I'm over that. Now I look up to him. I see who he is and what he's achieved and I want to be that. He's what I'm working towards. Nothing has hit me as hard as he has. He's the only thing in my life that has remained stable in my chaotic life. He's hard working, independently wealthy, creative for a living, and I want to be that. He's the reason I want to profit from my music. What I've learned from Mike is that I can't just be a shit - I can't just be narcissistic without cause; I can't lose myself in esoteric delusion; I have to achieve something.
In the most recent five (or so) episodes, he was talking about something that eventually reached a critical mass with a single sentence that I hope to fucking God is fucking true because if it isn't I swear I'll blow my fucking brains out: if you keep doing what you love, and people like it, the money will come.
I think I know why I thought he was evil. He made it very clear (and I'm sure this is what it was) that you have to horrible things to get what you want. That scared me.

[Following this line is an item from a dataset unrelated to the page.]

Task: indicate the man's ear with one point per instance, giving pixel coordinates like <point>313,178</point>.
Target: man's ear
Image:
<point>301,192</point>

What I want is to make music for a living. I don't want to spend my life working a job I hate. I want to do what I love. If I can't, I'll go crazy.
Mike does what I want to do. He makes his money on his own terms. He has explained on his show, in as many words, how to get what you want. Here's what it is.
Numer one: figure out who you are, what you want, and how to get it. Number two, go after it. You can't hate yourself for it.You can't let the fear of judgement and failure paralyse you. You have to believe that you deserve what you want.
If you're creative, nobody you ever meet will believe that you can profit from what you love until you have the money to show for it. After all, doing what you love is entirely antithetical to the idea of "work." You're not supposed to love your job. Otherwise, why would they pay you for it? But money affords you time. If I made music for a living, I would have all day every day to make music. That's what it comes down to. Mike is living proof that people are wrong, that work doesn't have to be horrible, that you can have what you want. He's also honest, though, about how horrible the process of getting to that place is. That's what scared me about him. He was, and still is, telling the truth.